Background

Pelvic girdle pain (PGP) is a common pain during or after pregnancy, characterized by the presence of pain between the posterior iliac crest and the gluteal fold, particularly around the sacroiliac joints [1,2,3]. It is reported that approximately 45% of pregnant women and 25% of postpartum women suffer from PGP worldwide [4]. PGP severely interferes with the activities of daily living for pregnant and postpartum women [5]. The average sick leave for women with PGP during pregnancy or after pregnancy ranges from 7–12 weeks [6], resulting in huge economic costs. Thus, PGP should be given close attention in clinical practice.

The Oswestry disability index (ODI) and the Numeric Rating Scale (NRS) for pain intensity are the most common disability tools applied to evaluate PGP [7,8,9,10,11]. However, these questionnaires were originally developed for people with low back pain (LBP) and are not condition-specific measures for PGP [12, 13]. The Pelvic Girdle Questionnaire (PGQ) is the only instrument developed specifically for assessing PGP in pregnant or postpartum women [14,15,16]. Due to differences in language and cultural environment, patients from different countries will have different understandings of the PGQ items, leading to deviations in evaluation effectiveness [16, 17]. Therefore, it is best to translate the original PGQ into the corresponding language version as required. Currently, English, Norwegian, French, Iranian, Swedish, and Spanish versions of the PGQ are available [16,17,18,19,20,21,22].

As China is the most populous country in the world, a considerable number of pregnant women suffer from PGP every year in China. However, there is currently no standard treatment for these women in China. Thus, in many cases, timely and effective treatment cannot be given to women with PGP who really need treatment [23]. Previous studies have found that the original PGQ and the translated PGQ versions can effectively distinguish between PGP patients who need treatment and those who do not [17, 19]. However, to the best of our knowledge, a Chinese version of the PGQ that can be used in clinical practice has not been developed yet. Therefore, we conducted the present study to translate and culturally adapt the PGQ for Chinese patients and to assess its construct validity and discriminative ability in a Chinese population.

Methods

This research project was divided into two parts. In the initial part, the translation and cross-cultural adaptation procedures for the PGQ were conducted on the basis of international guidelines [24]. A total of 18 women with PGP were included in the pilot tests to assess the prefinal Chinese version of the PGQ in both pregnant women (n = 11) and postpartum women (n = 7). In the second part, a group of 130 pregnant or postpartum women suffering from PGP were used to validate the psychometric features of the Chinese version of the PGQ (Fig. 1). The Questionnaires were self-answered by all participants while in the hospital.

Fig. 1
figure 1

The flowchart of the study design

Instruments

The PGQ is a simple instrument consisting of 25 items, including 20 items that assess activity limitations (activity subscale) and 5 items that evaluate symptoms (symptom subscale) [14]. Each item has 4 points and is scored using a Likert-type scale ranging from 0 to 3. The maximum possible score for the PGQ is 75, including 60 for the activity subscale and 15 for the symptom subscale. For an item without an answer or with a response of “not applicable”, three points are subtracted from the total possible score. The final data are presented as a percentage ranging from 0 (without disability) to 100 (severe disability). A higher score indicates a worse outcome.
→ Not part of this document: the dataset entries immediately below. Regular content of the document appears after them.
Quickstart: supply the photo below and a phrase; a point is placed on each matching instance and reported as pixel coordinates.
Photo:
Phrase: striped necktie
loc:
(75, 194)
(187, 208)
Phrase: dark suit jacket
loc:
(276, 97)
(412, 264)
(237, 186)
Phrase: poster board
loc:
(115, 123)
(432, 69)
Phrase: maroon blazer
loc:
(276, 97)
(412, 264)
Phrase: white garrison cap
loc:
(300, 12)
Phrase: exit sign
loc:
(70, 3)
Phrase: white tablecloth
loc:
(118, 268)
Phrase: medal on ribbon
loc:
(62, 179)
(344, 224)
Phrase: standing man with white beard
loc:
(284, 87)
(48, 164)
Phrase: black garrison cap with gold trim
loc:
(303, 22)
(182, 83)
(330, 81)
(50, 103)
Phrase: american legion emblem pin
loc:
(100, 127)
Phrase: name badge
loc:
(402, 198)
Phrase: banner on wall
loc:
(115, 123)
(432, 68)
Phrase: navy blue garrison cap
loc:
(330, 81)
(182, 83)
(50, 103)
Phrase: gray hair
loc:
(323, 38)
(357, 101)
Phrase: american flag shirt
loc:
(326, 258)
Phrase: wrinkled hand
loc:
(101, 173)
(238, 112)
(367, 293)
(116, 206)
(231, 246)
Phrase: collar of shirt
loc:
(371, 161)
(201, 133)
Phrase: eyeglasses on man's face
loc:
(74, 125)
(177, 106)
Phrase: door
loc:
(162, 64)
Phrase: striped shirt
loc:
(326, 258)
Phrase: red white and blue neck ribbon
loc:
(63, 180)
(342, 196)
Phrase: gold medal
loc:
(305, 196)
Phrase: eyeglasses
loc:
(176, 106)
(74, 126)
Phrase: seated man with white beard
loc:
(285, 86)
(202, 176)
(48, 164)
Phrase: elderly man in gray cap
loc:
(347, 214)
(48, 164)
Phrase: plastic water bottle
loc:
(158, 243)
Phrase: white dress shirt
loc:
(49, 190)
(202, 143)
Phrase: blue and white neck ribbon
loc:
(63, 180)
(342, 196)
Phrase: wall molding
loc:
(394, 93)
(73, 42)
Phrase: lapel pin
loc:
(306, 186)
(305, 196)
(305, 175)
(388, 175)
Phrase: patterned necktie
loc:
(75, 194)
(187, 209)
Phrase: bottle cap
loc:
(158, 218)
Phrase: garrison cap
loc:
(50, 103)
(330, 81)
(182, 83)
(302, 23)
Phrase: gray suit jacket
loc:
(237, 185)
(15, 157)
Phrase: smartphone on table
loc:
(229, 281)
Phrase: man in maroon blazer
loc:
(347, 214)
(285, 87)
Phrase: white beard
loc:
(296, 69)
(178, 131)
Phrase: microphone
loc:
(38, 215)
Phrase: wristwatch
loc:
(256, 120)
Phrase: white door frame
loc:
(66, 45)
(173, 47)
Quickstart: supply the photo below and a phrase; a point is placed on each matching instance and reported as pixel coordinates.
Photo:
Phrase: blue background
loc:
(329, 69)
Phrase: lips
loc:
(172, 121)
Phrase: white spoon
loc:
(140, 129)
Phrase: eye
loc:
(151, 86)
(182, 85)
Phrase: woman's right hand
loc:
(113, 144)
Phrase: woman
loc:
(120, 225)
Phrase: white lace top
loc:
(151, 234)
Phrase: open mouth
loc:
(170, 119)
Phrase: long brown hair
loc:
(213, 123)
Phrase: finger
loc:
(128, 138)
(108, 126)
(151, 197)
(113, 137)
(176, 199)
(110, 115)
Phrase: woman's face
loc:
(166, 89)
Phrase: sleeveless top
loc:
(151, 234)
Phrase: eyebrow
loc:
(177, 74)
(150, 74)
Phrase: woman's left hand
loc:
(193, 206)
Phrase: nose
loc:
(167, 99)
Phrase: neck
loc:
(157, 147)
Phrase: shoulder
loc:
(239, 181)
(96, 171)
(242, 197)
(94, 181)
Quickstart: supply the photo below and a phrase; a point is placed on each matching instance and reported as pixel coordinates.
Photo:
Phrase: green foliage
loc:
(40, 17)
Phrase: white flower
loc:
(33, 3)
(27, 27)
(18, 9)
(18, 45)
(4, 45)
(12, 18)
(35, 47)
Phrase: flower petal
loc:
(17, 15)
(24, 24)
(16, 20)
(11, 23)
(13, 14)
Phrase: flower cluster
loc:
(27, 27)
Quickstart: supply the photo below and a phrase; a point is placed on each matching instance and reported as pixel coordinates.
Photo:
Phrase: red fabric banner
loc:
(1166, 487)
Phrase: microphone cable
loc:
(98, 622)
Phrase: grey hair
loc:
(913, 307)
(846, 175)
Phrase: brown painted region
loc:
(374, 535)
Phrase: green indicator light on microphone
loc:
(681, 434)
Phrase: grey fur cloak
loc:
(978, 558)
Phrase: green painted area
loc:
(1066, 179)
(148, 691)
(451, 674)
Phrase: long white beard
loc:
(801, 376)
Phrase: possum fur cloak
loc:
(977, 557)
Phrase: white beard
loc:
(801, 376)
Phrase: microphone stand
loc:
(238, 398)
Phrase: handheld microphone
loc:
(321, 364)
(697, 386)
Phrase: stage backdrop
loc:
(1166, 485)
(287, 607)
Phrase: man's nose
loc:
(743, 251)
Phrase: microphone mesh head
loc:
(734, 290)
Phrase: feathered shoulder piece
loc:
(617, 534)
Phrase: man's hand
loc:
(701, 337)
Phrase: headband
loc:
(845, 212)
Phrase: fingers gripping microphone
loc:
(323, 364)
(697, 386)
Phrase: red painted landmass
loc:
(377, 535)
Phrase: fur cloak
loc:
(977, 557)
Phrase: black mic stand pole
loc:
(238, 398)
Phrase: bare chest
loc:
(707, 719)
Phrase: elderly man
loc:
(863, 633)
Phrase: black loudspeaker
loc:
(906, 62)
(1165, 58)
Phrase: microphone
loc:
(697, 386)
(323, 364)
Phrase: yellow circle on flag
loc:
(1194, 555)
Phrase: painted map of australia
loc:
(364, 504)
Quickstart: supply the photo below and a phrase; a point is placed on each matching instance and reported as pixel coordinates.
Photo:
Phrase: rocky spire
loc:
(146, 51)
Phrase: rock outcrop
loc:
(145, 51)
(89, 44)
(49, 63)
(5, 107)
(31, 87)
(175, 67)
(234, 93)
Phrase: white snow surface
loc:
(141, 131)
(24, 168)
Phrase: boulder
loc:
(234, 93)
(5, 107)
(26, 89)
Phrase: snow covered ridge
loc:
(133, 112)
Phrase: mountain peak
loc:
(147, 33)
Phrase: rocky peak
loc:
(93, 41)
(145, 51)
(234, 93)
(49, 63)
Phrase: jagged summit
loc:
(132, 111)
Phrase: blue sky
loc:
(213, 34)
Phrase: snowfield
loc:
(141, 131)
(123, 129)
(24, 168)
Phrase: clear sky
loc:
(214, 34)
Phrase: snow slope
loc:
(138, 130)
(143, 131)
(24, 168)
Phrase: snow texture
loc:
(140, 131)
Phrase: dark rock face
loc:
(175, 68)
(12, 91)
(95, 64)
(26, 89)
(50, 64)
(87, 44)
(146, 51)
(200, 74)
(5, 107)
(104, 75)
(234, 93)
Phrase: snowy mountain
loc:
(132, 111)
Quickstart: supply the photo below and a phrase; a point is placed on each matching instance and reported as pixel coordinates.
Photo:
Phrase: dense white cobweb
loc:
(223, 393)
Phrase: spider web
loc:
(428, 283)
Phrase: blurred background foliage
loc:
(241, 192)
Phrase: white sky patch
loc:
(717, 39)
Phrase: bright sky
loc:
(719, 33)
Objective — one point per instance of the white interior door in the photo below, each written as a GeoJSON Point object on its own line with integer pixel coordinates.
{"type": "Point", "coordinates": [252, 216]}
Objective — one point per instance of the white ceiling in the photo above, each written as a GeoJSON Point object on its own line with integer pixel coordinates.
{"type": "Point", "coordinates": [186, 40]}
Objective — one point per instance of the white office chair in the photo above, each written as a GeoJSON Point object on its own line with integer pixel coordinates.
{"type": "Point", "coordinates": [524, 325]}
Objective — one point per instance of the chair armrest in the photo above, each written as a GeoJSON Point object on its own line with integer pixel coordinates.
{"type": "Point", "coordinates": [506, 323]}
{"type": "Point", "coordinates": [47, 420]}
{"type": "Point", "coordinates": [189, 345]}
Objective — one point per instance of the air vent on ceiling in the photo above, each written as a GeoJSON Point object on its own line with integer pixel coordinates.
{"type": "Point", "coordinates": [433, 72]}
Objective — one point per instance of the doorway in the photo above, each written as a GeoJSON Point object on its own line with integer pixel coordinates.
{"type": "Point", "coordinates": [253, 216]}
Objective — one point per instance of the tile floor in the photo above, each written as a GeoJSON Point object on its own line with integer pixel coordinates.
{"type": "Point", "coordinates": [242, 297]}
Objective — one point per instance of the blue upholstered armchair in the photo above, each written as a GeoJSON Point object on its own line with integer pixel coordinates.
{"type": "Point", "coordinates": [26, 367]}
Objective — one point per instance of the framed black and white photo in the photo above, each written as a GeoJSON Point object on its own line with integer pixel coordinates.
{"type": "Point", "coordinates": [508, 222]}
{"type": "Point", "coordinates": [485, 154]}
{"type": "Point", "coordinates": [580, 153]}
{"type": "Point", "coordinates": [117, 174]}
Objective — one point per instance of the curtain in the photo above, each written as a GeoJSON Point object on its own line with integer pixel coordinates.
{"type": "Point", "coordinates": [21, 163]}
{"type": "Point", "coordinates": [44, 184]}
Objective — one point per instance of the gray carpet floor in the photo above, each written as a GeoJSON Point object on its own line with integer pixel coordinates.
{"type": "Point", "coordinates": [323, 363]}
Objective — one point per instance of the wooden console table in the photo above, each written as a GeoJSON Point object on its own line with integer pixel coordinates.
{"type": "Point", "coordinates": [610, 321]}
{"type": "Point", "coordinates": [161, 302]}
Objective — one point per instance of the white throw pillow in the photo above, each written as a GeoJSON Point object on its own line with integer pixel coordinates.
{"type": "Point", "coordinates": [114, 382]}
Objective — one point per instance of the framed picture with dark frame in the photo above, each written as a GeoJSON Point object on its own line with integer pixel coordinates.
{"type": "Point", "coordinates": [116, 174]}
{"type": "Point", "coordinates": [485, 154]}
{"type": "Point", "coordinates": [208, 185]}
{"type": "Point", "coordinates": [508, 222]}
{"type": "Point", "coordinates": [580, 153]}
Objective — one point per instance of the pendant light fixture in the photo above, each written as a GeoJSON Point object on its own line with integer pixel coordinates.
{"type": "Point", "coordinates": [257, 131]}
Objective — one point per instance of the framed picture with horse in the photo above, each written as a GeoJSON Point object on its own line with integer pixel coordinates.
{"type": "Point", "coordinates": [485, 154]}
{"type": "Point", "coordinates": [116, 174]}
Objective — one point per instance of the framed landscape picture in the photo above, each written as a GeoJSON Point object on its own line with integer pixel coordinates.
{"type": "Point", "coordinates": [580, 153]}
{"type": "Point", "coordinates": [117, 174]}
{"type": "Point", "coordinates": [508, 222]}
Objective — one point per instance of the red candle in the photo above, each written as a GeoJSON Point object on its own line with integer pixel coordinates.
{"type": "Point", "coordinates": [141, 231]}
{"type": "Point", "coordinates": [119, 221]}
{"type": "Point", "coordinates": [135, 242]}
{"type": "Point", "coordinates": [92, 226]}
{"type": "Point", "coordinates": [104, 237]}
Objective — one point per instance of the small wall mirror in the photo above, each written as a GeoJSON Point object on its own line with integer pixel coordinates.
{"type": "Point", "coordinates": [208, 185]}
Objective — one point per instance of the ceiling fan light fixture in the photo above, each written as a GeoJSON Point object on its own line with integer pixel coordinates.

The ODI (2.0 version) is one of the most commonly used tools in clinical practice for assessment of low back pain [11, 25]. Thus, we applied this instrument in our study to serve as a possible control in analyzing the relevance of the PGQ and ODI. This scale has 10 items, including pain intensity, personal care, lifting, walking, sitting, standing, sleeping, sexual life, social life and traveling. Each item has six response categories, ranging from 0 to 5 points [25]. The final data are divided into five categories (without disability, moderate disability, severe disability, crippled, and bedbound or exaggerating their symptoms) presented as a percentage score ranging from 0–100% with a 20% interval.

The 11-point NRS (0–10) is a tool commonly used to measure pain intensity [19]. It is labeled from 0 to 10, with 0 representing no pain and 10 reflecting the worst pain possible.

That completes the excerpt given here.